3.4 De vrouw betwist dat zij samenwoont als zijnde gehuwd. Zij stelt in dit verband dat zij woonachtig is op het adres (straatnaam en huisnummer) te (plaatsnaam). Tot half maart 2009 verbleef zij geregeld in de door haar gekochte woning in (naam land) maar zij heeft die woning niet meer bewoond sinds de door de man ingeschakelde detectives haar privacy ernstig hebben geschonden. Dit heeft geleid tot ernstige psychische gevolgen. Sedert 16 maart 2009 verblijft zij hoofdzakelijk in Nederland. De vrouw was voornemens zich te richten op makelaardijactiviteiten in (naam land). In dit verband heeft zij het (naam huis) (een huis, onderverdeeld in meerdere zelfstandige wooneenheden) gekocht aan de (straatnaam en plaatsnaam) te (naam land). Voordat zij ondernemersactiviteiten wilde gaan uitoefenen wilde zij haar (naam taal) verbeteren en contacten met (naam land) aanhalen en uitbreiden. De vrouw heeft zelf de eerste etage in gebruik genomen. De begane grond en tweede etage zijn verhuurd aan de heer (naam) met de verplichting deze te onderhouden en in te richten. Volgens de vrouw is de huurovereenkomst met de heer (naam) inmiddels opgezegd. De woning van haar en van de heer (naam) waren zelfstandige appartementen. Zij en de heer (naam) hadden dus een eigen woning en woonden niet samen; reeds daarom vindt artikel 1:160 BW geen toepassing, aldus de vrouw. Zij vormden ook geen financiële eenheid.
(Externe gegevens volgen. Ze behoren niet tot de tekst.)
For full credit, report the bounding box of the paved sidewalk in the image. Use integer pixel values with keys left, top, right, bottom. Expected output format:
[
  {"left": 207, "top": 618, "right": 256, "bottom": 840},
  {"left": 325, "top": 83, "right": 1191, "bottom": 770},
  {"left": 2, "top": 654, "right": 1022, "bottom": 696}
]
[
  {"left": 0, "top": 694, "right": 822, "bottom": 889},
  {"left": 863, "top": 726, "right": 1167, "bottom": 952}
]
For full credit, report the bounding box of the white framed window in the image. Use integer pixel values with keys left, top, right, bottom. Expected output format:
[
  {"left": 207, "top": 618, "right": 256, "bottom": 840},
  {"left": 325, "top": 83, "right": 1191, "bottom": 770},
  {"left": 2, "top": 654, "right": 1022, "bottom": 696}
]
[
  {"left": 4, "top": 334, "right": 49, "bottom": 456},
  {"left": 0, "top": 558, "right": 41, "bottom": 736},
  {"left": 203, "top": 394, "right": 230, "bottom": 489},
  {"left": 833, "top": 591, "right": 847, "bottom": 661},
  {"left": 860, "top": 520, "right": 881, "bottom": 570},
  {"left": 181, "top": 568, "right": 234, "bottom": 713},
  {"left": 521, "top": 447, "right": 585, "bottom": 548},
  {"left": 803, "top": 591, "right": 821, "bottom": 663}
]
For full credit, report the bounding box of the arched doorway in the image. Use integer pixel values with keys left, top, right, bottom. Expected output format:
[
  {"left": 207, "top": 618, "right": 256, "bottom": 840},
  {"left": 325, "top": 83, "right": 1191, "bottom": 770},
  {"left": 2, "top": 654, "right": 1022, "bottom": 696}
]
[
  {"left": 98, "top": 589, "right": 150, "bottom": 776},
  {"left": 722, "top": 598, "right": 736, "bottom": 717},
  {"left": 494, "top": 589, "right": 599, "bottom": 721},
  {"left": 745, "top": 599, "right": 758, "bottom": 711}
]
De heer (naam) verhuurde woningen, de vrouw richtte zich op makelaardij (verkoop van (naam land) woningen aan Nederlanders), maar zij verdiende hier niets mee. De heer (naam) had toestemming om de tweede etage te verhuren als vakantiewoning, voor zijn rekening en risico. De vrouw verleende ondersteuning ter ontlasting van de heer (naam). Zij fungeerde als tussenpersoon om ervaring op te doen voor haar eigen onderneming. Zij was geen medeverhuurster. De vrouw stelt dat zij en de heer (naam) bevriend zijn, meer niet. Er is geen affectieve relatie. Ook zakelijk zijn zij niet verbonden. De vrouw ontving van de verhuuractiviteiten van de heer (naam) geen vergoeding, behoudens hetgeen hij aan haar aan huur was verschuldigd.
De vrouw heeft de woning mede gekocht als beleggingsobject om deels in haar pensioen te voorzien. Zodra zij 65 is, wordt de woning verkocht. Daarom was de verhuur aan de heer (naam) ook tijdelijk. De vrouw betwist de inhoud van rapportages van de detectivebureaus. Gezien de opdracht aan de detectives waren die er op uit om in de dagelijkse gang van zaken in de woning in (naam land) een relatie te zien als ware de vrouw en de heer (naam) gehuwd. De rapportages bevatten subjectieve conclusies. Betwist wordt dat de vrouw kookte voor de heer (naam). Zij dronken wel eens koffie maar dan werd er overleg gevoerd over noodzakelijke werkzaamheden en andere noodzakelijke informatie. De vrouw bevestigt dat zij en de heer (naam) zich naar de gasten voordeden als echtpaar. Sinds de echtscheiding is de vrouw namelijk zeer angstig voor conflicten. Door zich voor te doen als echtpaar maakten zij de gasten duidelijk dat er een man in huis was die problemen oploste en dat de vrouw daarmee niet geconfronteerd wenste te worden. Deze façade was volgens de vrouw om een veilige leefomgeving voor haar te creëren. Voor het overige wordt betwist dat zij zich voordoen als echtpaar.